- League: The Basketball League 2021-2024 BSL: 2024–present
- Founded: 2021
- History: Lansing Pharaohs 2021-2022 Pontiac Pharaohs 2024–present
- Arena: Pontiac High School
- Location: Pontiac, Michigan
- Team colors: Purple, gold, black
- Head coach: Scott Newman
- Ownership: Chris Jackson
- Website: Official website

= Pontiac Pharaohs =

The Pontiac Pharaohs are an American professional basketball team based out of Pontiac, Michigan, and a member of the Basketball Super League (BSL).

==History==
It was announced that Lansing, Michigan would be awarded a franchise for the upcoming 2022 TBL season. The team is owned by entrepreneur Chris Jackson. Scott Newman was announced as the team's head coach.
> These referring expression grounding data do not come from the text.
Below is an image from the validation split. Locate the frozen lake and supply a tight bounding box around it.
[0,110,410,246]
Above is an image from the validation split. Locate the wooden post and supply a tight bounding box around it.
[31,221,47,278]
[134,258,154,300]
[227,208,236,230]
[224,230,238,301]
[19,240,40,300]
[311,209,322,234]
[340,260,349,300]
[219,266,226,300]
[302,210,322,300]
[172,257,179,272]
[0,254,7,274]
Previously he served as the assistant coach of Windsor Express.

On November 6, 2022 the team announced it would move to Oakland County, Michigan, sit out 2023 and be renamed as the Oakland County Pharaohs in 2024. On June 12, 2023 it was announced that the team will compete in Pontiac, Michigan for the 2024 season.

On August 13, 2024 it was announced that the team would be joining the Basketball Super League (BSL) for the 2024-25 season.